Lors de leurs cultes, Hillsong Paris reprend le répertoire de chants composés par les trois groupes de musique d’Hillsong. Les paroles sont alors traduites de l’anglais au français. Afin de les diffuser dans la francophonie, l’église a également créé son groupe de musique : Hillsong en français. Il a produit six albums, dont le dernier est sorti en février 2020 : Mains Nettes / Cœurs Purs. Il s’agit de la traduction en langue française d’une compilation de chants provenant des groupes de musique australiens (Hillsong Worship, Hillsong United et Hillsong Young & Free). Pour les enregistrements de ces albums, seules les voix sont enregistrées ; les arrangements instrumentaux sont les mêmes que les originaux composés par Sydney. Les pistes des parties instrumentales sont donc envoyées, depuis l’Australie, au groupe Hillsong en Français pour accompagner leurs voix françaises.
Mais il y a aussi, depuis peu, une production originale Hillsong francophone, qui n’est plus simplement importée ou adaptée de l’anglais.
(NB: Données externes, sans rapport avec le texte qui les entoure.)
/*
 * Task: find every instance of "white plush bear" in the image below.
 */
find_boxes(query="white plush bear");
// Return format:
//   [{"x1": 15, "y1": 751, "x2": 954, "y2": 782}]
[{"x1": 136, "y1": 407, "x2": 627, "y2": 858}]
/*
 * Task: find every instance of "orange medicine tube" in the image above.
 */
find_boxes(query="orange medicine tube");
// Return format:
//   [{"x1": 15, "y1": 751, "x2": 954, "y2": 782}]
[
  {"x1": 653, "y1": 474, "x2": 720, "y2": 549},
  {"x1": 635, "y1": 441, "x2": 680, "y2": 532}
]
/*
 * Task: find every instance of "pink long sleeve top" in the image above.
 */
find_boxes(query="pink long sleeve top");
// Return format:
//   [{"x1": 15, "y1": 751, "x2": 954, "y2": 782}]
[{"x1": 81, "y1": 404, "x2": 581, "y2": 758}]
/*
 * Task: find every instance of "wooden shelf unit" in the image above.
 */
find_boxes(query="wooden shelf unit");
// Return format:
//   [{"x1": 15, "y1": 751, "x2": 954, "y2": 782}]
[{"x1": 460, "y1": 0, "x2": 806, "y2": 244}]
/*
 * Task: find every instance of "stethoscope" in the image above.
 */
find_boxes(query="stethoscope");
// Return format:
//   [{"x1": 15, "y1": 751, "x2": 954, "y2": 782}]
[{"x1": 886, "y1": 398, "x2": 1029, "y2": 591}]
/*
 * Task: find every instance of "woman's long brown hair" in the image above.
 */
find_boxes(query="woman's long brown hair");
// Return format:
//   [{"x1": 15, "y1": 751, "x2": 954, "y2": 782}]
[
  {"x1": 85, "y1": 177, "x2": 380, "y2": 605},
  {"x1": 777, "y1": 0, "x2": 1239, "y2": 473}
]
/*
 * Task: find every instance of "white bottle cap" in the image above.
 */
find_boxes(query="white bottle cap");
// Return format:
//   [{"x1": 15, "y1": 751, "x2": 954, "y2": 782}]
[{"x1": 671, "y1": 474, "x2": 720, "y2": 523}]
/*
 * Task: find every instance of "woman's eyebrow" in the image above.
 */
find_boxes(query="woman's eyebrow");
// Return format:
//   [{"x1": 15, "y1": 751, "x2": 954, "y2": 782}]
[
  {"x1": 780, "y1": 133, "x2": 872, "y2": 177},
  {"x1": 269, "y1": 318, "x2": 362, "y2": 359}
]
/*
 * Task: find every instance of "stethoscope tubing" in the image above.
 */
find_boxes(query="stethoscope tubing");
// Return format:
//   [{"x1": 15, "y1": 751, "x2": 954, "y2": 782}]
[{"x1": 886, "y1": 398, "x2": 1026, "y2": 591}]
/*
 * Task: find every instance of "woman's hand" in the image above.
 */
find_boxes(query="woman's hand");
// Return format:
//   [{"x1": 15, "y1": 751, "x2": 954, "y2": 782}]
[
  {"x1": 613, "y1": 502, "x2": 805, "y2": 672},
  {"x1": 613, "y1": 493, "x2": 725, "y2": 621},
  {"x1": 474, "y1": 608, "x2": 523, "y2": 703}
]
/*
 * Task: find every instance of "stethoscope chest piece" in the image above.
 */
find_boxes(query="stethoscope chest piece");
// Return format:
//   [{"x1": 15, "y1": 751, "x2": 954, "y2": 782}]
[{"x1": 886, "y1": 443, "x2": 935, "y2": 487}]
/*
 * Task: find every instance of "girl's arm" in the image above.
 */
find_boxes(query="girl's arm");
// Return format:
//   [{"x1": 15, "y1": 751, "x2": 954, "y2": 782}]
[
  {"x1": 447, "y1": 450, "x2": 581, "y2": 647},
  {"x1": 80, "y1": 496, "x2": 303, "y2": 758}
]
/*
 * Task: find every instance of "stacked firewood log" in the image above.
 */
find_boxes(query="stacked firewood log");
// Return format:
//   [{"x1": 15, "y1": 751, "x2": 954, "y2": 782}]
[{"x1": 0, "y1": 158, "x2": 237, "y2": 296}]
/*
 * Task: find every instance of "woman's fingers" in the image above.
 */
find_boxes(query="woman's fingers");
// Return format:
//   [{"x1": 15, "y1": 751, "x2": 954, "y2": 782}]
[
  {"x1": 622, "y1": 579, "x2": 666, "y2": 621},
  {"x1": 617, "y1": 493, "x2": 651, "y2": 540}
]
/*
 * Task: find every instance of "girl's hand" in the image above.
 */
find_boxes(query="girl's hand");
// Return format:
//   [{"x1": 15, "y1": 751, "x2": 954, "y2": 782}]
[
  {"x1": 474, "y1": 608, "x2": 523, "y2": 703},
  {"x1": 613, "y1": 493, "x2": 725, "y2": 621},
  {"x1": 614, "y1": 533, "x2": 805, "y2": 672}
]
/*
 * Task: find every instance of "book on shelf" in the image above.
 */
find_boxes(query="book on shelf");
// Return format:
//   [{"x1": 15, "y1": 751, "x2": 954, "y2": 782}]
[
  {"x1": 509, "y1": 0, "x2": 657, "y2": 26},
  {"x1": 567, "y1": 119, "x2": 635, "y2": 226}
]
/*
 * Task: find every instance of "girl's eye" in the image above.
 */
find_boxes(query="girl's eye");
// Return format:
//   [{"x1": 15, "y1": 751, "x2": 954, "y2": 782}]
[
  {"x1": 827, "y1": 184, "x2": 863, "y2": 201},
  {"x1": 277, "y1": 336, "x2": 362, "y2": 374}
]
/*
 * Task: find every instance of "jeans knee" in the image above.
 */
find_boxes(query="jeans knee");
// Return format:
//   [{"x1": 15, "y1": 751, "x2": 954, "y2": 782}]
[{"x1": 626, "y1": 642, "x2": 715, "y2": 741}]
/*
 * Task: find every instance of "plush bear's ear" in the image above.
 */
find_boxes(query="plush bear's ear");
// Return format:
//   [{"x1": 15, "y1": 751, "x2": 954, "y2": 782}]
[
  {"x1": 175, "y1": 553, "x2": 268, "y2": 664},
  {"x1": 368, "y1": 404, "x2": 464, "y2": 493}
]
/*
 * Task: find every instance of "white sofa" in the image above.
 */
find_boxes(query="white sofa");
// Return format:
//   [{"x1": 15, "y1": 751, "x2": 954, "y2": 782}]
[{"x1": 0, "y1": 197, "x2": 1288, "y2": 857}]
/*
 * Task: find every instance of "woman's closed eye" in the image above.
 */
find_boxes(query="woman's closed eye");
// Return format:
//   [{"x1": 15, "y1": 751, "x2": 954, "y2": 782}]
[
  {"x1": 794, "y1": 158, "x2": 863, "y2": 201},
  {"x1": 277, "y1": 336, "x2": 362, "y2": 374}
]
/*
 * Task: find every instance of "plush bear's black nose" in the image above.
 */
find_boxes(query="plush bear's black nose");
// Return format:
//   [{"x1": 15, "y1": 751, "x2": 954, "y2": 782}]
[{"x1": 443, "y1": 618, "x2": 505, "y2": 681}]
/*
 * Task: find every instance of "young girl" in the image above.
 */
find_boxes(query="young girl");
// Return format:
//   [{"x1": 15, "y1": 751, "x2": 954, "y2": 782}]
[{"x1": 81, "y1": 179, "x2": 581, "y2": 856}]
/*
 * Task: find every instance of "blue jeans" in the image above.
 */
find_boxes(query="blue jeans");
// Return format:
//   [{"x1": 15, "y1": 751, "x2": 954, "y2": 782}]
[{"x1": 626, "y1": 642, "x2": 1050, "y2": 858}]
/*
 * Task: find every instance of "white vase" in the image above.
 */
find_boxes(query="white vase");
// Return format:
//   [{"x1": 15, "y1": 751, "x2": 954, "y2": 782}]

L’équipe de louange sollicitée pour les cultes de jeunes a ainsi créé́ son propre groupe de musique en 2018 : YouthFr. Contrairement à Hillsong en français, ce groupe compose ses propres chants. YouthFr a produit un EP et deux albums, dont le dernier Tu n’en as pas fini avec moi est sorti en avril 2020.
(1) Prisca Raoilison, La musique populaire dans l’Eglise, le phénomène des megachurches ; étude des instrumentistes de l’église Hillsong Paris, mémoire de Master de recherche en musique et musicologie, Sorbonne Université (dir. Hyacinthe Ravet), 2021 (244p)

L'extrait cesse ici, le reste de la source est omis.